The game was tied at 85 when turnovers and poor shot selection allowed the Wizards to go on a game-deciding 9-0 run.
Melvin Ely lost the ball while dribbling, and Eddie House foolishly fouled Juan Dixon as he made a Washington layup. It was a three-point swing after Dixon’s free throw, and the Bobcats appeared to unravel after that.
House missed a 3-pointer and Steve Smith missed consecutive shots as the Wizards built a 94-85 lead with 4:14 to play.
Charlotte still had chances, sending Tamar Slay to the line trailing 96-90, but Slay missed both free throws and the Bobcats couldn’t make a basket after Okafor battled for the rebound.
“They made shots and we didn’t,” House said. “That will come. I think we did all right for a group that hasn’t been together very long.”
Unlike the Hornets’ first game in 1988, when they received a standing ovation after a 40-point loss, most of the sellout crowd of 23,319 was long gone by the end. Even NBA commissioner David Stern filed out before the final buzzer. It left one seemingly drunk fan standing alone, clapping loudly as he shouted, “OK, Bobcats, you rule!”
Not everything went smoothly during the opener.
The sound system in the aging Charlotte Coliseum—where the Bobcats will play this year as their new $265 million arena is being finished—wasn’t sharp, making team owner Bob Johnson’s pregame speech to the crowd difficult to hear.
Traffic outside the Coliseum was backed up three hours before the game, preventing thousands of fans from arriving in time for the 7 p.m. tipoff. When four fans holding courtside tickets finally made it in midway through the first quarter, they claimed Johnson and rapper Nelly were sitting in their seats.
And some things were the same as always, like the rousing cheers reserved for pro wrestler Ric Flair, a beloved Charlottean.
Nelly, an investor in the Bobcats, seemed the logical choice to either sing the national anthem or perform at halftime.

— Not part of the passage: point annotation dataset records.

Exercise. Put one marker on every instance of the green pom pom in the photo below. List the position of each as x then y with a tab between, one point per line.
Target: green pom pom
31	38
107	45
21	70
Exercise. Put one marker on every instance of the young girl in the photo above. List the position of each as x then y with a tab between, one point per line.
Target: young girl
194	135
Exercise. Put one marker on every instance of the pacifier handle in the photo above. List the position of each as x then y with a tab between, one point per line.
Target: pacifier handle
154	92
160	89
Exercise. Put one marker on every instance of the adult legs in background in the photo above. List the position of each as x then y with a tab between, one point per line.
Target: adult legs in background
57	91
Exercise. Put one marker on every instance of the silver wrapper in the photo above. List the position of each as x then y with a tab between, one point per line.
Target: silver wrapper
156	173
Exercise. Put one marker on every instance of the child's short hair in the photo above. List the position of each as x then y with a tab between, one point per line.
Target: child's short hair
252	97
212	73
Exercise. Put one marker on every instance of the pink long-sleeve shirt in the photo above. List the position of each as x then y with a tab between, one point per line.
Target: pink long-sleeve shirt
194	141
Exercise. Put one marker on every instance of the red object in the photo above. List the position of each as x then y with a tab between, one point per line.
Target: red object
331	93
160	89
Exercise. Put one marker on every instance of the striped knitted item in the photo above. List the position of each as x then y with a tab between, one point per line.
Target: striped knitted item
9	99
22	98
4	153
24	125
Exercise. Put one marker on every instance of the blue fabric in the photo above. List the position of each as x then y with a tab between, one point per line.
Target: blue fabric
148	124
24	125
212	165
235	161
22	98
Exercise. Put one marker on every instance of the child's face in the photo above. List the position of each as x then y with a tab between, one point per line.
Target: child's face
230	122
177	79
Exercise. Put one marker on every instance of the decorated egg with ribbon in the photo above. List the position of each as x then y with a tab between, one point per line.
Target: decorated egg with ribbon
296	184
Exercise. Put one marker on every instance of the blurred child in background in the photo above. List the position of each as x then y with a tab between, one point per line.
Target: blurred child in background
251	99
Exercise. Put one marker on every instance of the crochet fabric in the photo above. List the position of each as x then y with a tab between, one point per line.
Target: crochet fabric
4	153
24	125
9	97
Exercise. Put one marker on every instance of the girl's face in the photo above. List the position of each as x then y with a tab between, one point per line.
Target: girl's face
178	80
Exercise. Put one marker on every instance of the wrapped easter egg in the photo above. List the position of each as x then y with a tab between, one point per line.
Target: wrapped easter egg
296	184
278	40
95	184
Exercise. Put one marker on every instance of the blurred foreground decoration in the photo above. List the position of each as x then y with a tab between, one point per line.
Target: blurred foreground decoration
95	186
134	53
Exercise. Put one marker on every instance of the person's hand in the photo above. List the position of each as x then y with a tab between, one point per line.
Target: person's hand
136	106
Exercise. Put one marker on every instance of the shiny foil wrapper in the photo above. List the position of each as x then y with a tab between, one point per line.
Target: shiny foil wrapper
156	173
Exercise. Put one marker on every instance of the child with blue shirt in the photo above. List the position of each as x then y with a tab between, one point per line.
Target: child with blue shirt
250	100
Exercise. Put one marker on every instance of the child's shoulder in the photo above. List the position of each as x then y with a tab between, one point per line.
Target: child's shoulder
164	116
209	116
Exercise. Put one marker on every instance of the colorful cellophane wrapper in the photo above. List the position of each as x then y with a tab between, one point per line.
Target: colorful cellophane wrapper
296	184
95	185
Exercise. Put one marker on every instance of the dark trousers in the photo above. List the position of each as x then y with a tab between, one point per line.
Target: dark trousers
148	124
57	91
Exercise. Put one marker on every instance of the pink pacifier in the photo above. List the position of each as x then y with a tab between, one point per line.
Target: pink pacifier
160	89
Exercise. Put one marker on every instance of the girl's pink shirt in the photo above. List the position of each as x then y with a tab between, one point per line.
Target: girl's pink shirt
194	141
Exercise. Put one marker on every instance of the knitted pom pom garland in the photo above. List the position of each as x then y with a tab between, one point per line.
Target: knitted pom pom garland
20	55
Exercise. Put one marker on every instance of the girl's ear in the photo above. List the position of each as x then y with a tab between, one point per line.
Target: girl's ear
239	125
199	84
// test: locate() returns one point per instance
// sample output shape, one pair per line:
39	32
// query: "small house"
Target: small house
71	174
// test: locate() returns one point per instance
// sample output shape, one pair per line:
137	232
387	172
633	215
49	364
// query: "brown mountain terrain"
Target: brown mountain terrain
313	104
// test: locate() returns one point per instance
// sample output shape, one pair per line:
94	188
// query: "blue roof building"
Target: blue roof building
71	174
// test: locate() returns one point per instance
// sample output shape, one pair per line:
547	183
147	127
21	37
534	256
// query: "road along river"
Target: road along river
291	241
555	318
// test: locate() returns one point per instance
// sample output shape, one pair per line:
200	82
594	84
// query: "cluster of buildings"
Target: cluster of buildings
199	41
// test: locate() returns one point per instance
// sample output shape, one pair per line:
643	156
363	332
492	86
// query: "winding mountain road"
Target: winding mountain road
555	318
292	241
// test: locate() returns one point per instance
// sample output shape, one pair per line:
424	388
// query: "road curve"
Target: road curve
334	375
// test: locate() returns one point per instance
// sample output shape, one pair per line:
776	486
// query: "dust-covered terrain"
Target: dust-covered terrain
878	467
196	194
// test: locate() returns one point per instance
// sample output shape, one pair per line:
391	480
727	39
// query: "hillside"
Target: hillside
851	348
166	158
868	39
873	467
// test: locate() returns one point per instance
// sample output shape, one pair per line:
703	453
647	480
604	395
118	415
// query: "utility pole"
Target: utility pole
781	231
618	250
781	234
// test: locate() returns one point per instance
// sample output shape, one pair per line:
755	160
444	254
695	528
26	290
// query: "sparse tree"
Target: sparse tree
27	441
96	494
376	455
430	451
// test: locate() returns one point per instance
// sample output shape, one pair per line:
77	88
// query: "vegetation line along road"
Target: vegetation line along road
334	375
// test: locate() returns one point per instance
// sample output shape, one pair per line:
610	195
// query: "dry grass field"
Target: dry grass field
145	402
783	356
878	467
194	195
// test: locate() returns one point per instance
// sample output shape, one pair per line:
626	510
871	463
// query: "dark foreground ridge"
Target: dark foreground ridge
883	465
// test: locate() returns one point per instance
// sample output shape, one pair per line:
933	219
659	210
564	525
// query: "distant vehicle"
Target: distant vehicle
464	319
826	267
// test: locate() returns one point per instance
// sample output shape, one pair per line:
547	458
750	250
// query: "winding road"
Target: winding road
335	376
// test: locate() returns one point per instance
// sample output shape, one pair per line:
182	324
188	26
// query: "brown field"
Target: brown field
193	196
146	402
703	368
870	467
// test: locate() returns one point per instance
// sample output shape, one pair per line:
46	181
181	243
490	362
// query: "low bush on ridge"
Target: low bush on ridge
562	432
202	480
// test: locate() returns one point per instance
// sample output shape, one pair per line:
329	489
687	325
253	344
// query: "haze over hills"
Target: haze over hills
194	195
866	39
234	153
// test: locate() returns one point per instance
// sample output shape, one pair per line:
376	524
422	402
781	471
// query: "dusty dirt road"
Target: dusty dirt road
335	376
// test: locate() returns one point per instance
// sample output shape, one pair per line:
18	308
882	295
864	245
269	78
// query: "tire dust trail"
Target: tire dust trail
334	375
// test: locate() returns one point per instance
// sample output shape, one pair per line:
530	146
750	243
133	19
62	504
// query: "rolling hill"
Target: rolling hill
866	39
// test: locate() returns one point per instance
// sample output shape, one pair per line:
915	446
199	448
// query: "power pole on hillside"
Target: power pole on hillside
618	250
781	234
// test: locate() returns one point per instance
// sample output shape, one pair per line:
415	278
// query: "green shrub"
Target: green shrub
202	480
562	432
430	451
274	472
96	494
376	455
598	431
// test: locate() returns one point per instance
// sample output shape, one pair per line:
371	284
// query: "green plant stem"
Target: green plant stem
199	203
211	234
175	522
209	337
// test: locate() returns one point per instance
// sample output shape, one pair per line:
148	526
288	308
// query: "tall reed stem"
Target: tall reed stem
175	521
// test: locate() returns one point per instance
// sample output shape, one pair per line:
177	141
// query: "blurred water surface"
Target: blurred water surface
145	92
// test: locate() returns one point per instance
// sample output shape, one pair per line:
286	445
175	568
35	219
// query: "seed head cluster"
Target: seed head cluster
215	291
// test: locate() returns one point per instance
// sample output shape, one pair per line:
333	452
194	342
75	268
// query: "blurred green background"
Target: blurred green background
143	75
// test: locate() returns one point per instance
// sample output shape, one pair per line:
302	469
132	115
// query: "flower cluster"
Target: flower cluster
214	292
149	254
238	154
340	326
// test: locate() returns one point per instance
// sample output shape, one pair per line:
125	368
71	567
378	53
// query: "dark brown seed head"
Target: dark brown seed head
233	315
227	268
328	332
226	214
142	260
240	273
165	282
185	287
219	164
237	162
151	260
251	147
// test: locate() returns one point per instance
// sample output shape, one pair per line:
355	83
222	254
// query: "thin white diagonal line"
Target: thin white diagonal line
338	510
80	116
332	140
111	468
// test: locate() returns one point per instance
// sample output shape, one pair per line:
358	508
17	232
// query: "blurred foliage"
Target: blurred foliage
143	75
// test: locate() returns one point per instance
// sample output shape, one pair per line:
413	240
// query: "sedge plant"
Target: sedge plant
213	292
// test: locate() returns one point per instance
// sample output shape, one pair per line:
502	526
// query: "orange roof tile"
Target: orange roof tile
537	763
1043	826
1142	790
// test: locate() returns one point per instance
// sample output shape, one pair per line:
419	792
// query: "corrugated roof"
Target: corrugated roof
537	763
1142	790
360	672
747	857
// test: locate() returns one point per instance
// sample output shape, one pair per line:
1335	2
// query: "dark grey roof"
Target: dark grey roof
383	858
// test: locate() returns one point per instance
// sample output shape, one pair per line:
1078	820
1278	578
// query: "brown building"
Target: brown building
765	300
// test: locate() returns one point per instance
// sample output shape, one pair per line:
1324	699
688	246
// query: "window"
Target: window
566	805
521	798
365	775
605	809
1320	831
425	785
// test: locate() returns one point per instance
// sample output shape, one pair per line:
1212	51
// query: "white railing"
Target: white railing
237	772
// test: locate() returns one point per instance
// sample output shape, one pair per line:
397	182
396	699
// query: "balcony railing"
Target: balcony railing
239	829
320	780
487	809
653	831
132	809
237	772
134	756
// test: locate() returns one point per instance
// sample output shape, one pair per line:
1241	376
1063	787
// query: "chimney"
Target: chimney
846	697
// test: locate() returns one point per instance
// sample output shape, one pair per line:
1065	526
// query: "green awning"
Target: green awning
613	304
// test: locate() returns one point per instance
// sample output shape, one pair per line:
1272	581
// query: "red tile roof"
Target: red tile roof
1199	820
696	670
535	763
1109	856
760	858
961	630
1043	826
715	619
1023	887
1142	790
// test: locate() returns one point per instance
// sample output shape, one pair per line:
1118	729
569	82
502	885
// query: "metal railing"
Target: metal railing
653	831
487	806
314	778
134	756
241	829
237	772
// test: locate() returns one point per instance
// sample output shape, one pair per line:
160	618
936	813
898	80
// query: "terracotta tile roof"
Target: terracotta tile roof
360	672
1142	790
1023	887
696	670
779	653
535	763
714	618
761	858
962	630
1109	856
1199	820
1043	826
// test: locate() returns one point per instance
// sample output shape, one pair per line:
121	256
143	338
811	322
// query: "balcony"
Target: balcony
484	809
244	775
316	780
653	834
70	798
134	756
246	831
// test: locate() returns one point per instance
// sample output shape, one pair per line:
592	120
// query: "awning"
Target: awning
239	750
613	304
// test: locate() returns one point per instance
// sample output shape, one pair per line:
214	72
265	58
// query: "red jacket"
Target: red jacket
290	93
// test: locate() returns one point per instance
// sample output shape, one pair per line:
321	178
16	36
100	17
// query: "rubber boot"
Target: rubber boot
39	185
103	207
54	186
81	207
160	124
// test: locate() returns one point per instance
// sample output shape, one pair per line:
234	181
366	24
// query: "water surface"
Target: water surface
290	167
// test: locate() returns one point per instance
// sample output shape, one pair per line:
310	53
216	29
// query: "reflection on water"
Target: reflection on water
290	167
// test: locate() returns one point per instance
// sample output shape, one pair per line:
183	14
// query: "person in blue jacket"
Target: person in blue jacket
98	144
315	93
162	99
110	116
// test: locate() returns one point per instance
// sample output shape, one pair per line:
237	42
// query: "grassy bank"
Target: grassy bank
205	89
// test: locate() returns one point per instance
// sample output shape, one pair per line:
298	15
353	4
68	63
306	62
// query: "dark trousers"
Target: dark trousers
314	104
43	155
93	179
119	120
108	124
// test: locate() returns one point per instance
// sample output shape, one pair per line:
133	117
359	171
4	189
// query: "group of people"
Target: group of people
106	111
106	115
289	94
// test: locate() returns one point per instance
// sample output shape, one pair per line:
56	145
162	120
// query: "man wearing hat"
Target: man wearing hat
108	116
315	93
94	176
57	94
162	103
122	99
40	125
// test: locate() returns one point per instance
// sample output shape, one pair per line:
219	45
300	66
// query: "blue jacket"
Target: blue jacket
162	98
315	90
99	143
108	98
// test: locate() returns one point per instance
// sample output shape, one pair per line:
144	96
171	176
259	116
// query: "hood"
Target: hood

He did neither. Instead, his songs played over the loudspeaker during breaks as he sat courtside next to Johnson. … Jamison, a Charlotte native, typically has a large contingent of family and friends in the stands, but requested only 20 tickets for the opener. … Smith and Brevin Knight, the only veterans on Charlotte’s team, were unanimously elected team captains following the morning shootaround.